Does our behaviour and our evident compassion and the expression of our Catholic belief make us appear as missionary and are we sharing resources in the best way possible?
The Church needs to be more influential on issues such as climate change, wars and the search for justice and peace and also finding and implementing solutions to poverty, famine and disease.
Is Canon Law fit for purpose? Many, though not all, believe we need a major overhaul of traditional Church theology and the current rules to enable these to be applied to modern times.
When will Vatican II be fully implemented? In our Diocese we appear to be implementing a strategy that fails to recognise that going back to the former ways of being Church does not meet the spiritual needs of many Catholics who may be forced to seek answers elsewhere.
Will our Bishops listen to the Laity? Many believe that this latest initiative will not bring about real change and some have voiced concerns that editorial control of the final Diocesan submission rests with the Bishop.
The main aspirations not covered elsewhere were:
Improve pastoral care for the dying and allow Deacons to administer the Sacrament of Penance.
Re-build our care of the housebound and the sick involving the whole Parish community.
Re-kindle the spiritual life of our community and place greater emphasis on prayer and re-build the family tradition of attending Mass together. Promote the involvement of children in the Mass e.g. as altar servers. Improve Catechesis in our churches and make greater use of Penitential Services and General Absolution.

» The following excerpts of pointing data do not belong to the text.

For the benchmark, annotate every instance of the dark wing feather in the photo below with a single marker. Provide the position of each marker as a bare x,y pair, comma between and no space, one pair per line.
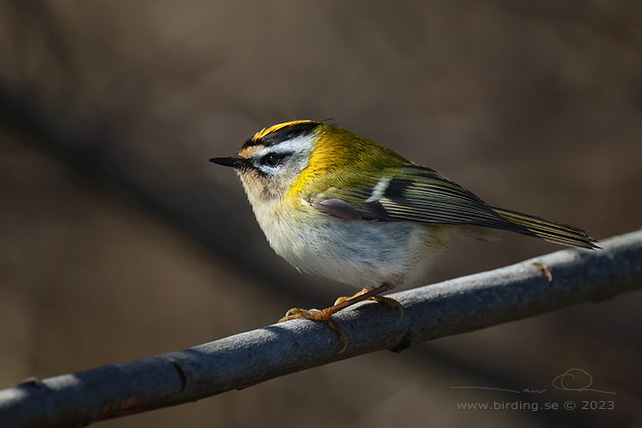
417,193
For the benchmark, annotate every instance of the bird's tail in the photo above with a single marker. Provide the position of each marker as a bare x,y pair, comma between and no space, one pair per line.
548,230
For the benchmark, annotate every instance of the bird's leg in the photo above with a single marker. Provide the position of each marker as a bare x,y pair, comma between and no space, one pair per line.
364,294
342,303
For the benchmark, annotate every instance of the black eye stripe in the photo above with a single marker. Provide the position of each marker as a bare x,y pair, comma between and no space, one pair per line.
273,159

There is clear evidence in the reflections received that the process has started a debate about where we are as Church currently and what our direction of travel should be. There is, however, great unease about clericalisation within the Church and that the real power to make decisions within the Church is being concentrated in the hands of a small group of elderly men. Women are under-represented and many feel ignored and marginalised. The Laity in general should be given a greater role in the decision making processes.
The current model for the Church is not sustainable and its traditional role in western society is in decline. We have become more secularised and must now embrace significant change and not be afraid of it. The Church of the future must be more outward facing, more inclusive, more open and transparent, more accountable and identified by its community focus rather than its buildings. We need to remove the boundaries which prevent us from reaching out and reduce the emphasis on slavishly following rules. There is a real danger that unless we change, our churches could simply become museums in the longer term.

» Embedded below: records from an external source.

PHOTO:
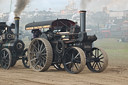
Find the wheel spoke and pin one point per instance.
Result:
(38, 45)
(100, 55)
(36, 64)
(34, 46)
(41, 47)
(33, 59)
(101, 58)
(99, 65)
(94, 65)
(43, 50)
(68, 63)
(101, 61)
(43, 54)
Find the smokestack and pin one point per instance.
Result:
(17, 27)
(20, 6)
(83, 21)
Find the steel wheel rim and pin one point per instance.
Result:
(73, 62)
(37, 51)
(98, 61)
(5, 58)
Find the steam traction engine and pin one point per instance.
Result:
(65, 45)
(11, 48)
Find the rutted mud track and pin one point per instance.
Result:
(18, 75)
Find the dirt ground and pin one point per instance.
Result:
(18, 75)
(115, 74)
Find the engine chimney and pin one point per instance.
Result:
(83, 21)
(17, 27)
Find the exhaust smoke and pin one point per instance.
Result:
(20, 6)
(84, 3)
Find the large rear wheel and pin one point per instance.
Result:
(97, 60)
(74, 60)
(25, 60)
(40, 54)
(6, 58)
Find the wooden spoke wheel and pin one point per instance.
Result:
(25, 60)
(74, 60)
(98, 61)
(40, 54)
(6, 58)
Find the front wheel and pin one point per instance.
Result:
(25, 60)
(97, 61)
(6, 58)
(74, 60)
(40, 54)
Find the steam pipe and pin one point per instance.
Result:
(83, 21)
(17, 27)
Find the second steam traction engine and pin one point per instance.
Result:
(65, 45)
(11, 48)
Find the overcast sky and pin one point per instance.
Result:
(56, 5)
(35, 4)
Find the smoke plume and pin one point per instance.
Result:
(20, 6)
(84, 3)
(10, 19)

A small but significant group of respondents from two rural parishes took a different view on some issues arguing that the views of women were well respected and valued by the clergy. They also espoused the value of traditional, orthodox, creative and compassionate Catholicism and the attractiveness of the Latin Mass and would not wish to see any significant change to current Catholic theology and core beliefs.
There was very little in responses on the Church’s future growth and more emphasis on getting back to where we were before the pandemic. We need to consolidate before we can start to grow again.

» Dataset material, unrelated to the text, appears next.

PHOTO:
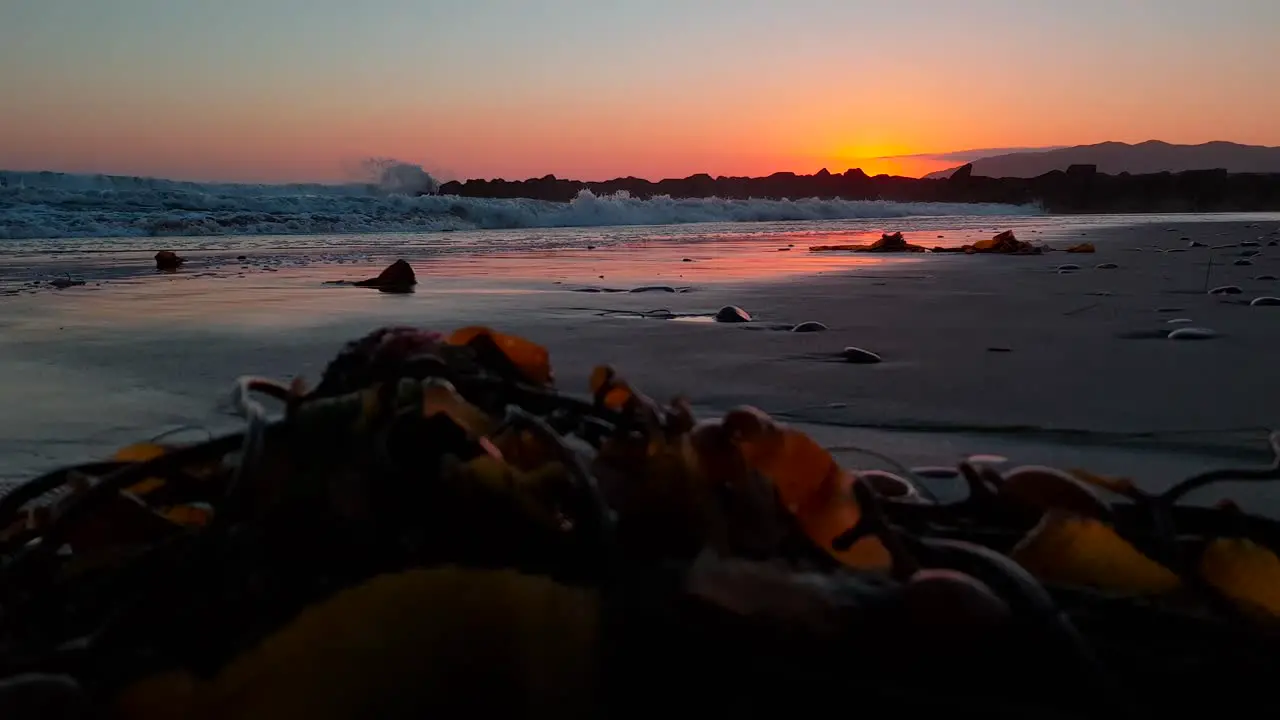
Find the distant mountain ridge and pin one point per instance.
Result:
(1143, 158)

Going forward, the majority of respondents would like us to continue to be a welcoming church but also kinder, more tolerant, more forgiving and more inclusive especially in its treatment of divorced Catholics and those who have been baptised but have walked away. We need to encourage each other to listen more, to be more reflective, more eager to discuss issues and less eager to criticise others.
This Church of the future should be able to embrace radical changes to meet modern challenges and become more democratic. If the Church is to grow in the mid to long-term, we must have more priests including married priests and women priests and stronger and more sustainable communities.